DEX becomes a flavour of ATK that dictates how frequently your attacks occur, making high dex builds great for bursting down low HP, high DEF monsters (think Metal Slimes from Dragon Quest). Some games make DEX a stat that determines Evasion/Hit Rate. Others substitute it for a STR stat, and give it to “agile” jobs/classes/characters as their “primary” stat.
INT is similar, however, some games will pair it with WIS (Wisdom) to determine other things. Wisdom can be used to determine MP. Some games use it to determine hit rates for magic. Others use it in factoring healing spell power. If WIS isn’t present, INT generally determines all of those.

LUCK, on the other hand is a stat that can be used in many different ways, but is most commonly designated as the “crit” stat. Crits can be handled differently per game. Most games make it so crits will do anywhere between 1.5 and 2.5 times the standard damage amount. Some games make it simply take defense out of the equation. LUCK could be interpreted as a simple frequency of the event. If I have 128 luck out of 255 luck, and critting relies on a random number between 1 and 255 to land on a number between 1 and the current luck stat, it means I crit approximately 50% of the time. In the craziest situations, I’ve seen compounding luck stats that allow you to double or triple crit. LUCK also tends to be the determining factor in afflictions/binds/curses/etc. being successful. Some games completely ignore the stat and rely on the player’s own luck to determine whether an ability will land.

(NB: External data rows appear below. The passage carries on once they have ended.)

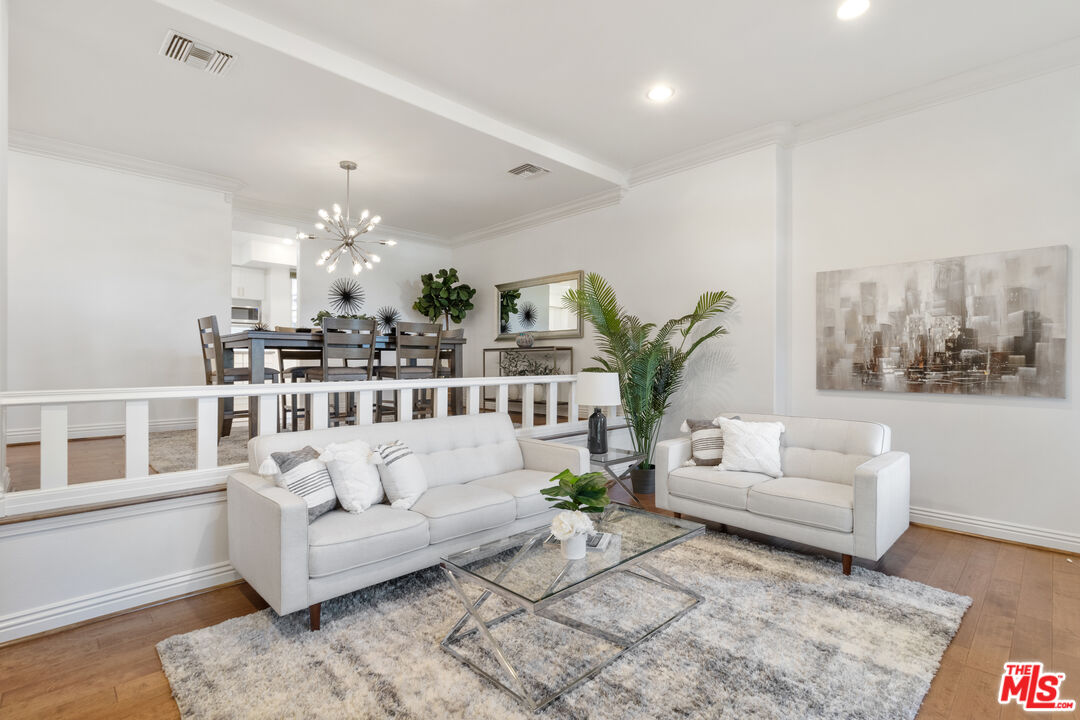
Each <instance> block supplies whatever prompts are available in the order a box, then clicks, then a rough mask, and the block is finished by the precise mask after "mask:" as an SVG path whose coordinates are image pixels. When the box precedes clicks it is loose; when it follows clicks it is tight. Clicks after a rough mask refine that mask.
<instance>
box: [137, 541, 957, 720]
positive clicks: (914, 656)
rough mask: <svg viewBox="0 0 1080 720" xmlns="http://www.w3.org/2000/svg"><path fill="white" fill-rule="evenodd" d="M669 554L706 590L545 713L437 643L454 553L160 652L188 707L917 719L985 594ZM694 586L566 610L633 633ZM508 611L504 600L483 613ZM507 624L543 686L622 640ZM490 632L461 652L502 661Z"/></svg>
mask: <svg viewBox="0 0 1080 720" xmlns="http://www.w3.org/2000/svg"><path fill="white" fill-rule="evenodd" d="M553 552H558V551H557V549H554V548H553ZM653 563H654V565H656V566H657V567H658V568H659V569H662V570H664V571H666V572H667V573H669V574H671V575H672V576H674V578H675V579H676V580H678V581H679V582H683V583H685V584H686V585H688V586H690V587H692V588H694V589H696V590H697V592H699V593H700V594H702V595H703V596H704V597H705V601H704V602H702V603H701V604H699V606H697V607H696V608H693V609H692V610H690V612H688V613H687V614H686V615H684V616H683V617H681V619H679V620H678V621H676V622H675V623H673V624H672V625H670V626H667V627H666V628H664V629H662V630H661V631H660V633H658V634H657V635H654V636H653V637H651V638H649V639H648V640H646V641H645V642H643V643H642V644H639V646H638V647H636V648H634V649H632V650H630V651H629V652H627V653H626V654H625V655H623V656H622V657H621V658H620V660H618V661H617V662H615V663H612V664H611V665H609V666H608V667H606V668H605V669H604V670H602V671H600V673H599V674H598V675H597V676H596V677H594V678H593V679H592V680H590V681H588V682H585V683H584V684H583V685H580V687H579V688H577V689H576V690H572V691H570V692H569V693H567V694H565V695H563V697H562V698H559V699H557V701H556V702H554V703H553V704H552V705H550V706H548V707H546V708H545V709H543V710H541V711H540V712H539V714H537V715H534V714H532V712H529V711H528V710H526V709H525V708H524V707H523V706H522V705H519V704H518V703H517V702H516V701H514V699H513V698H512V697H510V696H509V695H507V694H505V693H503V692H502V691H500V690H498V689H496V688H495V687H494V685H492V684H490V683H488V682H487V681H485V680H484V679H482V678H481V677H480V676H477V675H476V674H475V673H474V671H473V670H472V669H471V668H469V667H467V666H465V665H463V664H461V663H459V662H458V661H457V660H455V658H454V657H451V656H450V655H448V654H447V653H445V652H443V651H442V650H441V649H440V648H438V642H440V640H441V639H442V638H443V636H444V635H445V634H446V633H447V630H448V629H449V628H450V626H451V625H453V624H454V623H455V622H456V621H457V620H458V617H459V616H460V615H461V613H462V607H461V603H460V602H459V601H458V600H457V597H456V596H455V595H454V594H453V590H451V588H450V586H449V584H448V582H447V581H446V580H445V579H444V578H443V575H442V574H441V573H442V571H441V570H438V569H429V570H423V571H420V572H417V573H413V574H410V575H407V576H404V578H401V579H399V580H394V581H390V582H387V583H383V584H381V585H377V586H374V587H369V588H366V589H364V590H360V592H357V593H353V594H352V595H348V596H346V597H341V598H338V599H336V600H332V601H329V602H327V603H324V606H323V621H322V622H323V629H322V630H320V631H318V633H311V631H309V629H308V616H307V615H308V613H306V612H298V613H293V614H292V615H288V616H285V617H279V616H278V615H276V614H275V613H274V612H273V611H272V610H265V611H261V612H257V613H253V614H251V615H247V616H244V617H238V619H234V620H230V621H227V622H225V623H221V624H219V625H216V626H213V627H207V628H204V629H200V630H195V631H193V633H188V634H185V635H177V636H174V637H172V638H168V639H166V640H164V641H162V642H161V643H159V644H158V654H159V655H160V656H161V663H162V666H163V667H164V670H165V675H166V676H167V677H168V681H170V683H171V684H172V688H173V696H174V697H175V698H176V703H177V705H178V706H179V708H180V712H181V715H183V717H184V718H230V719H232V718H416V719H418V720H420V719H424V720H427V719H431V718H468V719H470V720H482V719H492V720H495V719H499V720H502V719H505V718H518V719H527V718H532V717H542V718H596V719H622V720H631V719H638V718H733V719H738V720H741V719H743V718H758V719H761V718H822V719H826V718H827V719H829V720H832V719H835V718H860V719H862V720H876V719H882V720H885V719H889V720H893V719H896V718H914V717H915V715H916V712H917V711H918V708H919V705H920V703H921V702H922V697H923V696H924V695H926V693H927V691H928V690H929V689H930V681H931V679H932V678H933V676H934V673H935V671H936V670H937V666H939V662H940V660H941V656H942V654H943V653H944V651H945V649H946V647H947V646H948V643H949V641H950V640H951V638H953V636H954V635H955V634H956V630H957V628H958V627H959V625H960V620H961V617H962V616H963V613H964V611H966V610H967V609H968V607H969V606H970V604H971V599H970V598H967V597H962V596H959V595H954V594H953V593H947V592H945V590H940V589H936V588H932V587H928V586H927V585H922V584H920V583H915V582H912V581H907V580H903V579H900V578H892V576H889V575H883V574H881V573H878V572H873V571H868V570H864V569H862V568H858V567H856V568H854V569H853V570H852V574H851V575H850V576H845V575H842V574H841V573H840V568H839V563H838V562H835V561H828V560H825V559H822V558H816V557H809V556H802V555H796V554H792V553H788V552H785V551H780V549H775V548H771V547H767V546H762V545H759V544H757V543H754V542H751V541H747V540H744V539H741V538H737V536H733V535H721V534H717V533H714V532H710V533H707V534H705V535H703V536H700V538H697V539H694V540H693V541H690V542H687V543H685V544H683V545H679V546H676V547H674V548H672V549H670V551H667V552H665V553H663V554H662V555H660V556H658V557H654V558H653ZM467 587H468V586H467ZM469 589H470V590H471V592H472V597H473V598H475V597H476V596H477V595H478V590H477V589H476V588H475V587H469ZM684 598H685V596H679V595H676V594H674V593H672V592H669V590H665V589H664V590H660V589H659V588H658V586H656V585H654V584H651V583H646V582H645V581H642V580H639V579H636V578H635V576H634V575H629V574H626V573H620V574H618V575H617V576H616V579H615V580H612V581H611V582H607V581H605V582H600V583H597V584H595V585H593V586H591V587H590V588H589V589H586V590H583V592H581V593H578V594H577V595H575V596H572V597H571V598H568V599H567V600H566V601H565V602H564V603H561V607H559V608H558V609H559V611H561V612H563V613H565V614H569V615H571V616H580V617H582V619H585V620H589V621H590V622H592V623H593V624H595V625H600V626H603V627H606V628H613V629H618V630H619V631H620V633H622V634H626V633H632V631H634V629H635V628H640V627H644V626H645V625H646V624H647V623H648V622H649V620H650V619H652V617H657V616H670V615H671V614H673V611H674V610H675V609H677V608H678V607H681V603H683V602H684ZM504 609H505V608H504V607H498V606H494V604H492V601H488V603H487V604H485V606H484V608H483V612H484V616H485V617H487V619H491V617H494V616H495V614H496V612H501V611H503V610H504ZM492 634H494V635H495V637H496V638H497V639H498V640H499V641H500V642H502V643H503V650H504V651H505V652H507V654H508V655H509V656H510V657H511V661H512V662H513V663H514V664H515V666H516V667H517V668H518V669H521V670H523V674H524V676H525V677H526V678H528V679H529V682H530V690H531V691H532V693H534V695H535V696H536V695H537V694H539V693H540V692H542V691H543V690H544V689H552V688H557V687H559V685H561V684H562V683H563V682H565V681H566V680H567V679H569V678H572V677H576V676H577V675H578V674H579V673H580V670H581V669H583V667H584V666H585V665H586V664H589V663H591V662H592V661H594V660H596V658H597V657H599V656H602V655H605V654H607V653H611V652H612V651H613V648H612V647H605V642H604V641H603V640H599V639H597V638H595V637H593V636H590V635H585V634H583V633H579V631H577V630H570V629H568V628H566V627H564V626H562V625H557V624H555V623H552V622H550V621H548V620H544V619H541V617H537V616H534V615H527V614H519V615H517V616H515V617H513V619H511V620H509V621H505V622H502V623H500V624H497V625H495V626H494V627H492ZM477 637H478V634H476V633H473V634H472V635H471V636H470V638H469V640H470V642H469V643H468V644H465V646H463V647H459V651H460V652H462V653H467V654H468V655H469V656H470V657H473V658H476V660H478V661H480V662H481V663H485V665H484V667H489V668H491V671H492V673H499V670H498V669H497V665H496V664H495V662H494V661H492V660H491V657H490V656H488V655H487V652H486V651H485V650H484V648H483V647H482V646H481V644H480V643H478V641H477V640H476V638H477Z"/></svg>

If I had to guess, TECH is probably going to be used for physical “magic” abilities, sometimes referred to as Techniques, Skills, Arts, etc. I’ve only seen it in a few games so it feels weird to see that here.

Magic spells that miss are probably my biggest pet peeve in RPGs so I’m not fond of seeing MagL there if that’s really what it’s for. I’d rather hit rates be applied to spells themselves, so you can count on most abilities working, and status based ones on missing. But hey, not my game, not my rules. I’ve seen plenty of games where even the challenge of magic spells landing a hit being necessary.

HIT probably interacts with BlockR to solve situations where high evasion enemies can be hit by attackers who have a high enough hit stat. This can be used to create a “floor” to prevent underleveled players from being able to exploit their builds to farm higher level monsters than intended.

at this point I’m rambling about my own knowledge, sorry for putting this here but I thought if I shared what I know it would probably help.

Don’t. That was a great read.

and thanks, actually. You helped me figure out the maths for the probabilities and strength of attacks.

Only need two stats. One for player, one for enemy. Highest number wins. Everything else is to make the game more complicated, which isn’t necessarily a bad thing.

like postcount?

The forums are now an RPG! And I’ve already lost.